Leatherette and I had met at the Broadway production of The Prime of Miss Jean Brodie. I was at Juilliard. He was at Columbia in Logic. I started sneaking into Broadway theaters when there was nothing at the Met. I much preferred opera to concerts and recitals. I would, in fact, have loved being a singer or conductor, but I had no voice, and my classes in conducting were a shambles. So I was stuck with the piano.
I liked plays, too, and had no shame about sneaking in. For a time I thought I was the only person doing it. Then I started seeing a small man with a tiny line of thin brown hair over his upper lip, invariably carrying a huge leather bag slung over his shoulder. I saw him at various performances, darting for empty seats as the lights went down.
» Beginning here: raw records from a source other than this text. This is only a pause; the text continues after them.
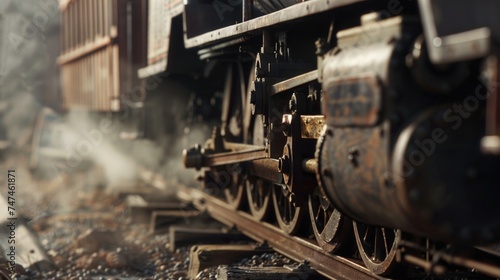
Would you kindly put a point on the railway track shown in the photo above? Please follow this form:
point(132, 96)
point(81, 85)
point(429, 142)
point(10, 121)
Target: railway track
point(298, 249)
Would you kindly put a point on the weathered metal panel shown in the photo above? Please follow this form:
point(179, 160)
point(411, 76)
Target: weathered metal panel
point(90, 56)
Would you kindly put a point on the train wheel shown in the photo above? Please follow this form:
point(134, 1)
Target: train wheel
point(331, 229)
point(377, 247)
point(288, 216)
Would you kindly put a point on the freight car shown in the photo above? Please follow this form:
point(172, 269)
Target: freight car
point(375, 123)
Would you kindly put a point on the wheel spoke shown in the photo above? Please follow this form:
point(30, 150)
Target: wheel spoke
point(377, 247)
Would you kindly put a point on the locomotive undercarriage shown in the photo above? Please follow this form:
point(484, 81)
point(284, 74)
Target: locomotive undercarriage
point(357, 132)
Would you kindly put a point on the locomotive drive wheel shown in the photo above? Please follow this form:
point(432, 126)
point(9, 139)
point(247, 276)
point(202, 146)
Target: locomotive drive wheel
point(331, 229)
point(289, 216)
point(377, 247)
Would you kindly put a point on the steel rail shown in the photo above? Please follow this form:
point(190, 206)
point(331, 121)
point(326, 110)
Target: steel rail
point(331, 266)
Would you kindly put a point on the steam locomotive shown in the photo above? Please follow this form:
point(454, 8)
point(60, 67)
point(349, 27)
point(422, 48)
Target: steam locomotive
point(374, 123)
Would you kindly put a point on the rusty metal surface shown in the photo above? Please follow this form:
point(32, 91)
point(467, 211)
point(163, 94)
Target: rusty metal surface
point(266, 169)
point(89, 56)
point(311, 126)
point(355, 100)
point(331, 266)
point(204, 256)
point(102, 45)
point(285, 15)
point(295, 81)
point(491, 142)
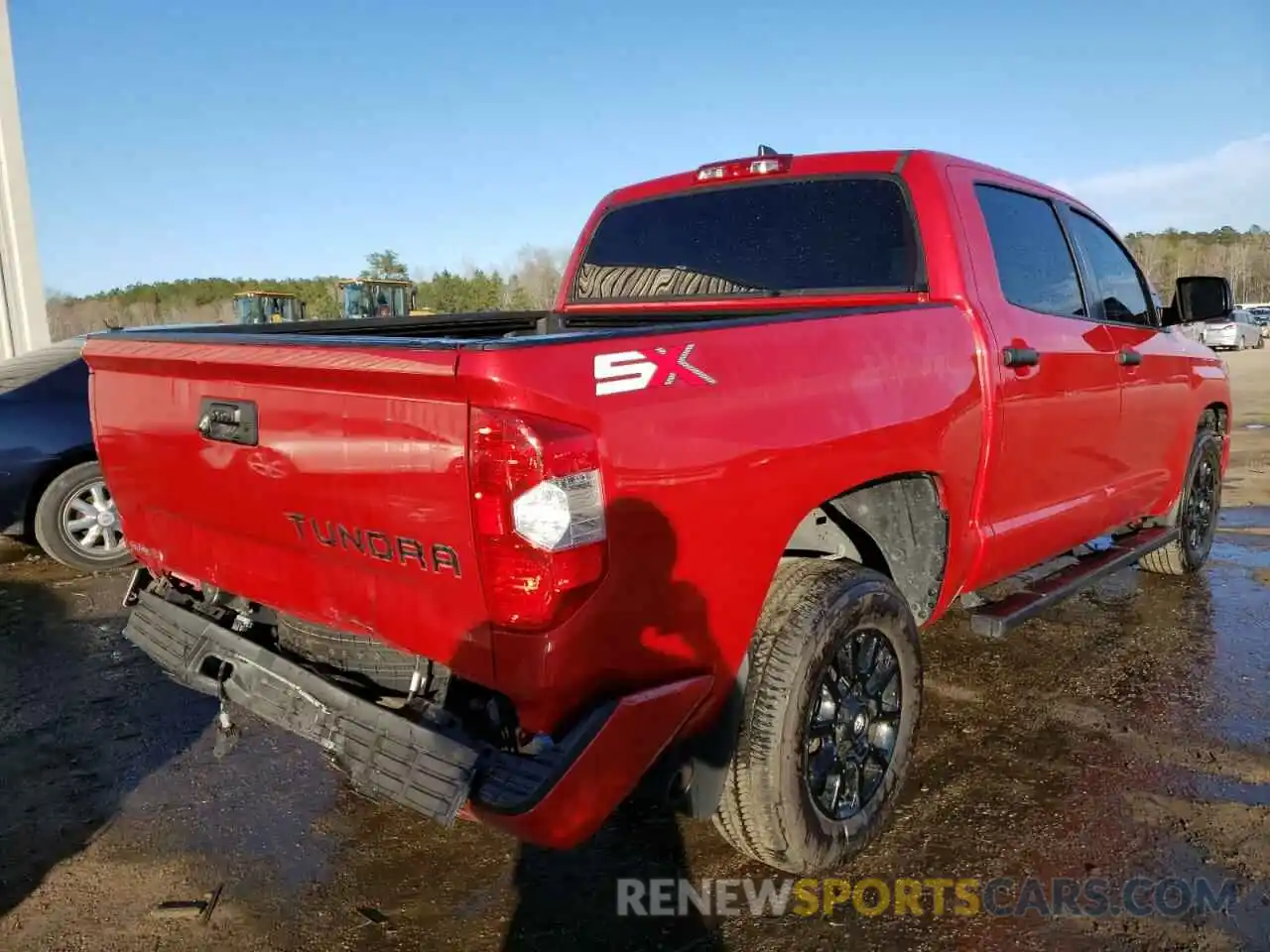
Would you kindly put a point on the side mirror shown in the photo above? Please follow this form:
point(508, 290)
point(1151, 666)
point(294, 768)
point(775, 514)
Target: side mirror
point(1201, 298)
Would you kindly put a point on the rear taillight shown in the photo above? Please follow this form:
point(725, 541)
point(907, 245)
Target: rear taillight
point(539, 509)
point(744, 168)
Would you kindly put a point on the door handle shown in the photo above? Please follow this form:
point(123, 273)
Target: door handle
point(229, 420)
point(1020, 357)
point(1128, 357)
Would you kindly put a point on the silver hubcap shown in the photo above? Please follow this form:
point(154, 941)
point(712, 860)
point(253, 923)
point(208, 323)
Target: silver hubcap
point(91, 524)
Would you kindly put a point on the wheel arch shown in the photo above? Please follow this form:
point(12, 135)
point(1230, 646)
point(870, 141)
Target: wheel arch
point(897, 525)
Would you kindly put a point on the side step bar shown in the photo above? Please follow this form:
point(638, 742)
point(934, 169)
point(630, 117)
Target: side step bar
point(996, 619)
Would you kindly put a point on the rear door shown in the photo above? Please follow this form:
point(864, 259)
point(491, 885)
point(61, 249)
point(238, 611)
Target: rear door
point(1153, 365)
point(1052, 476)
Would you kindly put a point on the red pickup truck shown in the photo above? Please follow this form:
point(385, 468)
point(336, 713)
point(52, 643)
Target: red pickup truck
point(683, 530)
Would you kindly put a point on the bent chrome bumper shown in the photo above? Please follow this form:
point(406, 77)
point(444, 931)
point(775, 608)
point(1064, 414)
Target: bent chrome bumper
point(556, 798)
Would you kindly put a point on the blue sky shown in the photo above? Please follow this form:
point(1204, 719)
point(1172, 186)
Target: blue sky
point(171, 140)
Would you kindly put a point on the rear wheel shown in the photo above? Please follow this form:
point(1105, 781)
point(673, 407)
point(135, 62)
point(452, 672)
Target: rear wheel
point(1198, 509)
point(832, 706)
point(76, 522)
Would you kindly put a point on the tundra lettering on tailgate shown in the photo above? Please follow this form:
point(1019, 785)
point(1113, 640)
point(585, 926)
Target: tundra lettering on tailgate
point(375, 544)
point(635, 370)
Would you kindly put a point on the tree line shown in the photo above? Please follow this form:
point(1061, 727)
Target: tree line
point(530, 286)
point(1243, 258)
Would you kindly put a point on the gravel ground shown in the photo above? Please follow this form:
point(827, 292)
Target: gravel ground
point(1124, 733)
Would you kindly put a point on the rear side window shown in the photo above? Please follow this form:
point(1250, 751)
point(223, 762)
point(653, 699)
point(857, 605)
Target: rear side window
point(1124, 298)
point(799, 236)
point(1034, 263)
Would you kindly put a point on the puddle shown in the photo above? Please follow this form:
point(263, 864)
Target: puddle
point(1210, 787)
point(232, 806)
point(1238, 674)
point(1245, 517)
point(1251, 553)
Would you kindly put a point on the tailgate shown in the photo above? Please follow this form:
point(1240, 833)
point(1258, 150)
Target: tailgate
point(327, 481)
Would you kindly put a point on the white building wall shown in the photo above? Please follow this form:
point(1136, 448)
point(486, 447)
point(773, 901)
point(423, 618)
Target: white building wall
point(23, 320)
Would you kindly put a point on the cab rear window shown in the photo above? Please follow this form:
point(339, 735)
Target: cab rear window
point(778, 238)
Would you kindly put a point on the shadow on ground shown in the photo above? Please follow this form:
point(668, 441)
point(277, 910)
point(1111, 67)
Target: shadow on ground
point(85, 719)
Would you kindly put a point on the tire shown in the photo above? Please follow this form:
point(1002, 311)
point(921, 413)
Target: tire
point(815, 610)
point(79, 495)
point(1198, 508)
point(356, 654)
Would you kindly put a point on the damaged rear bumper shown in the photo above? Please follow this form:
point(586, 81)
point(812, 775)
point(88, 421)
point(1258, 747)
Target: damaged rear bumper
point(557, 798)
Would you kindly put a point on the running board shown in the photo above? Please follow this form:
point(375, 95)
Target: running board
point(996, 619)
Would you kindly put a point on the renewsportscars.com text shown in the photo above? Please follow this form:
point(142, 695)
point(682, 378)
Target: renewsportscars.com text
point(934, 896)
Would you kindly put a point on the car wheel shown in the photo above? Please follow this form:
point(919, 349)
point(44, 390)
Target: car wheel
point(1198, 509)
point(832, 707)
point(76, 522)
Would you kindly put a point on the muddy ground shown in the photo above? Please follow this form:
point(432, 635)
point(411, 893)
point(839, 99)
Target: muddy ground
point(1125, 733)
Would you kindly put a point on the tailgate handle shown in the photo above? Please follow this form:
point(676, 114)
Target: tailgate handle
point(227, 420)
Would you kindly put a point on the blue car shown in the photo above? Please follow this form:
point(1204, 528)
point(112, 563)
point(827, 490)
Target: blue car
point(51, 486)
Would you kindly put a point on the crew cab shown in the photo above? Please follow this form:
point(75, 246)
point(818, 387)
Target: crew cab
point(683, 531)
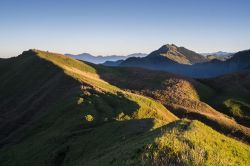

And I saw him on matinee days, scurryi
ng around for stubs and used programs, as I did. And I saw him watching, as I watched, for the best moment to use those programs and stubs to go in—usually while the oldest or dimmest-looking ticket taker was at his or her busiest. Every once in a while somebody would get caught, but neither he nor I ever did.
Finally there came the evening when we went out for coffee.
“I usually go to the baths, but it’s my time of month and I’m tender there,” he said. With him was a fat young man with an oddly shaped face, who walked his bicycle as he accompanied us, chaining it when we arrived at a dingy hole-in-the-wall. We were greeted by a young woman who sat us in the booth of honor, the only one where there was enough room between the table and the back of the seats for someone with a big stomach to fit comfortably.
I said to the little man, “Excuse my being a cliche, but it makes me uncomfortable that I don’t know anyone’s name.”
“Well,” he began, “I’m called Leatherette, and this is La Golgotha of Queens, works at Alexander’s and rides a bicycle. I dub you Sandy, and this is La Pincushionova.” He pointed at the young woman who had admitted us. “She owns the place.”
“I’m the ugliest genital female alive in America,” Pincushionova said, and it might well have been true. “I don’t mean deformed, I don’t mean scarred or burned, I don’t mean Mongoloid or handicapped, I mean ugly. Simply and impurely ugly. What do you think?”
“Do you think you’re uglier than any of us?” I asked her.
“Yes, for genital females are always more harshly judged than nongenital females, let alone males, genital or not. I emphasize female, born with the appropriate genitalia.”
“I don’t believe you, Pincushionova,” crowed Leatherette. “Have faith, friend.”
“I had faith, but a bishop I know sucked it out of me when I was thirteen.”
“Then look and lament!” With that, she stood on the seat, lifted her dress and pulled down her panties. Leatherette and La Golgotha screamed and averted their eyes, shrieking with laughter. The other people in the coffee shop whistled and applauded. Her vagina was shaved, but normal looking, and rather large, though perhaps that was the absence of hair.